Smaller sticks have an unfunny way of getting stuck in small and large places where they don’t belong, which can become dangerous for your pup. If your dog likes to shred sticks into even smaller sticks, make sure that they are not attempting to swallow them. That could lead to some big issues that I discussed above!
Big sticks can quickly turn into lots of splinters or smaller sticks, which can get lodged or stuck pretty much anywhere.
Branches and larger sticks are most typically the culprit in stick impalement injuries that I’ve seen too. No running and frolicking with a big stick in your dog’s mouth!
I haven’t seen this with my own eyes, but have heard from other veterinarians, of an instance or two of dogs with their jaws locked open because a large stick got wedged inside.
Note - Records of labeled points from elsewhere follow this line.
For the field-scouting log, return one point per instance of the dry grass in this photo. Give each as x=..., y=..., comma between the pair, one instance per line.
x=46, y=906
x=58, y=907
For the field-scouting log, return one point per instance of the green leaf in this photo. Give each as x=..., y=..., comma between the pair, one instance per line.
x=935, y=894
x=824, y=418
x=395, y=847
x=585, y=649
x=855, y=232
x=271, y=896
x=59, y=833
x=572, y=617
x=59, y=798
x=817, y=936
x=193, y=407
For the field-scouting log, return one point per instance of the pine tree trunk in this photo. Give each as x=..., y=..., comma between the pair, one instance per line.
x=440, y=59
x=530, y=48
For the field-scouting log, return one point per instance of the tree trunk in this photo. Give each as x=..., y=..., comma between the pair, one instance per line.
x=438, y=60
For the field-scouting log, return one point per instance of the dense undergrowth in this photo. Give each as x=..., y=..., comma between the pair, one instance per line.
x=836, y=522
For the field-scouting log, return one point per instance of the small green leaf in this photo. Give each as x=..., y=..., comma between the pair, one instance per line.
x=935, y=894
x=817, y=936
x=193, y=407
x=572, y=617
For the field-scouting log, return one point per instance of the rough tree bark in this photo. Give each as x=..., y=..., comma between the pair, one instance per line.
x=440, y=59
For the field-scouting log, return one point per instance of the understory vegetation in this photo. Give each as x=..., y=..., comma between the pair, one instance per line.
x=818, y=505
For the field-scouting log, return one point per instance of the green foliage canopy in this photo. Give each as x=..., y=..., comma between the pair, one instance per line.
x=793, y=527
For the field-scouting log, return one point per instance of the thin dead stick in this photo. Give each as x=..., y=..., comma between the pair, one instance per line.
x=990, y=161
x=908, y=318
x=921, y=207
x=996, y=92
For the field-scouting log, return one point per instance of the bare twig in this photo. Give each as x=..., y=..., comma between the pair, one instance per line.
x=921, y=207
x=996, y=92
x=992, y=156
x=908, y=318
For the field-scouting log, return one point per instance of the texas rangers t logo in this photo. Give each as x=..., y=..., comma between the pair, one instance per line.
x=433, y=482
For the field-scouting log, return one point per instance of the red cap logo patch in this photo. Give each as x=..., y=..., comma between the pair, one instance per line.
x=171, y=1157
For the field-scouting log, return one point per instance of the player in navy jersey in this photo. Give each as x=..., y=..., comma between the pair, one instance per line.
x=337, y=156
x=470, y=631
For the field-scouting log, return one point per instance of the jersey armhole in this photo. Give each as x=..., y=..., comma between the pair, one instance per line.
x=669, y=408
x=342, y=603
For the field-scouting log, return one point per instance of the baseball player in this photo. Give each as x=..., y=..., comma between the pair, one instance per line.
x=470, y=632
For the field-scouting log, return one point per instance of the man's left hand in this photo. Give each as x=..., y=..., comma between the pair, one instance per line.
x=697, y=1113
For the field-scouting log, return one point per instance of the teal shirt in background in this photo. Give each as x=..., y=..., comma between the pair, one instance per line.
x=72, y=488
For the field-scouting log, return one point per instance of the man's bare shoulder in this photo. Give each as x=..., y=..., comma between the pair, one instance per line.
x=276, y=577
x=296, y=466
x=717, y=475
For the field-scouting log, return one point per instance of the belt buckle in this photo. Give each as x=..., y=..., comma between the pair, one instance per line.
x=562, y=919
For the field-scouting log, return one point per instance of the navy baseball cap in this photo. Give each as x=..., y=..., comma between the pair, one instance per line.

Further Medical Complications:
Not only do you need to worry about all of these types of issues with sticks, but sticks can cause more issues down the road.
Wood is Tricky:
The initial tissue damage caused by a penetrated stick isn’t always the full extent of a dog’s injuries. Veterinarians worry about a bit more than just the initial stick problem.
It’s not uncommon for smaller fragments of the initial piece of wood to be missed during your pet’s initial surgical exploration of their puncture wounds.
This happened to one of my personal horses back before I went to vet school – and $15,000 later and a year without leaving his “room”, he could start therapy!
This was not and is not due to a lack of skills by the veterinary team. It is because wooden foreign bodies tend to shatter and splinter upon impact, and once wet (due to blood), can flake off into the surrounding tissues and hide and become infected.
Wood also tends to have a hard time showing up on radiographs (X-rays), and the smaller the wood pieces, the harder and harder it gets to visualize once inside the body. There is always going to be the possibility for further surgeries down the road if any residual wood pieces have shown up.
As with any foreign body, there is also the risk of infection if the foreign particles have been floating around inside the body for any length of time, giving bacteria the time they need to grow and spread.
Dog Stick Alternatives:
If you supply your dog with lots of other safe and engaging toys to play with, they wont even notice the missing sticks from the yard.
After removing sticks from your premises, be certain to replace the sticks with plenty of toys and chew bones to replace the sticks and to keep your dog entertained, both physically and mentally.
Providing safe-chewing alternatives is a major key to breaking your dog’s stick-chewing and chasing habit!